Giacomelli ricorda che il ministero “è in più occasioni intervenuto affinché ogni intervento di Poste fosse preceduto da una fase di effettivo confronto con le Regioni e gli enti locali”. E questo ha fatto correggere il tiro a Poste sul riassetto degli sportelli.

Inoltre, nella definizione del nuovo contratto, per “evitare ove possibile l’attuazione del piano di rimodulazione e razionalizzazione degli sportelli”, si è ottenuto “di ribaltare la prospettiva sinora tenuta assumendo una vera e propria linea di politica industriale”.

In pratica, ora “la capillarità della presenza di Poste non debba essere considerata più un peso o un onere bensì un asset strategico, un valore: dunque ogni chiusura, per quanto giustificata e dentro le regole del servizio universale, impoverirebbe un asset della società”, chiarisce Giacomelli. Quindi prima di chiudere un ufficio o uno sportello, Poste dovrà “ricercare e valutare prioritariamente ogni possibilità di potenziamento complessivo dei servizi, anche attraverso accordi con Regioni ed enti locali”; il taglio dei servizi va “confinato come estrema ratio dopo aver considerato le alternative”.
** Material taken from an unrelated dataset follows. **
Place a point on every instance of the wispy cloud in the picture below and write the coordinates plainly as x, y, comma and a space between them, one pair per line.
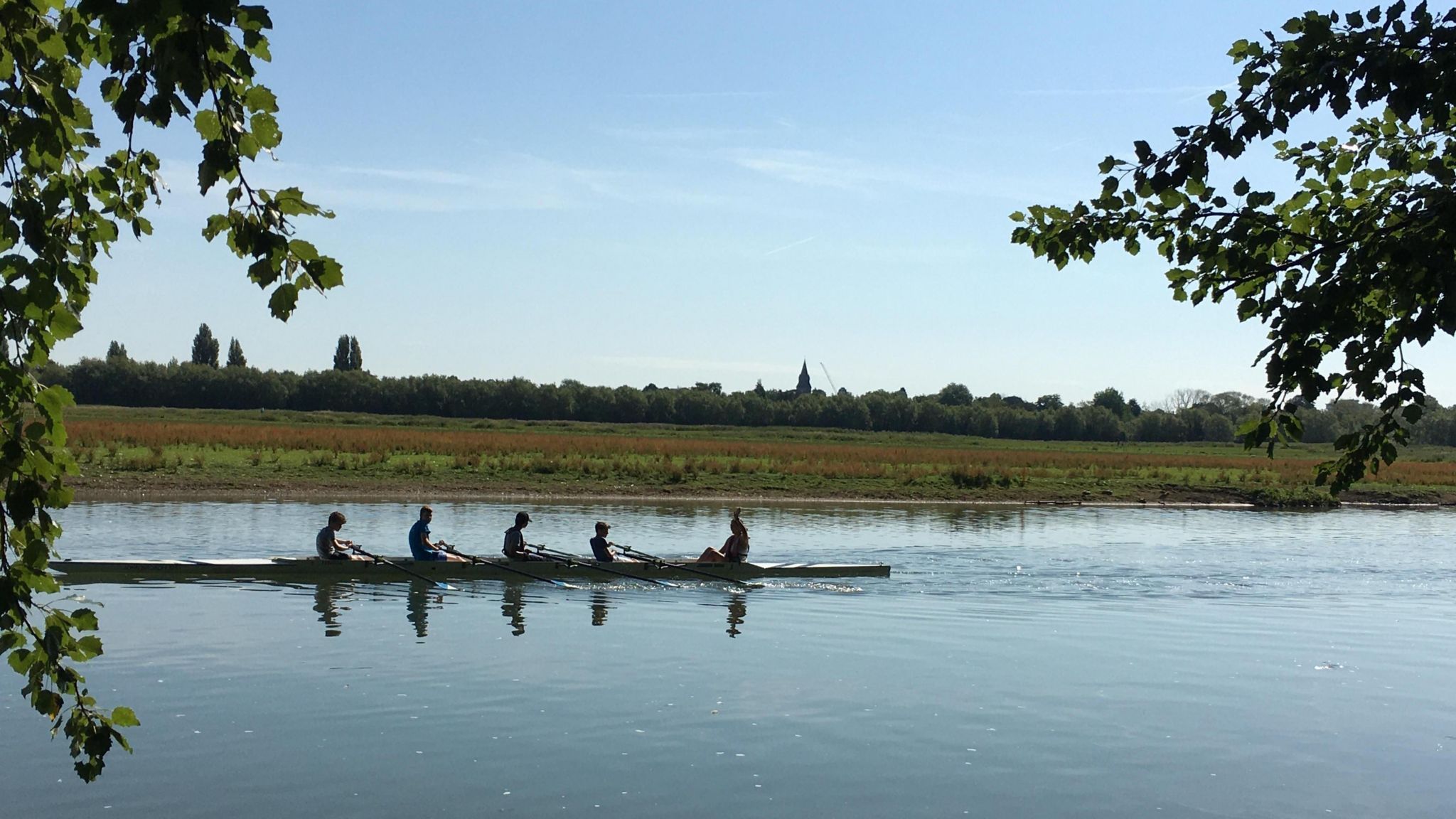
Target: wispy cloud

Inoltre, “nella logica del potenziamento e di una maggiore efficienza dei servizi”, Poste “dovrà valutare il rapporto costi-ricavi non sulla base del singolo ufficio postale, ma in un ambito territoriale più ampio fino anche, ad esempio, a coprire una scala regionale”. E prima di cancellare un suo presidio deve considerare “iniziative proposte da enti e istituzioni locali in grado di aumentare la redditività della rete degli uffici”.

Per sollecitare questo dialogo, a inizio marzo, il ministero ha invitato i presidenti di Regione ad aprire tavoli “affinché siano tutelati i diritti dei cittadini soprattutto nelle zone maggiormente svantaggiate”, conclude Giacomelli.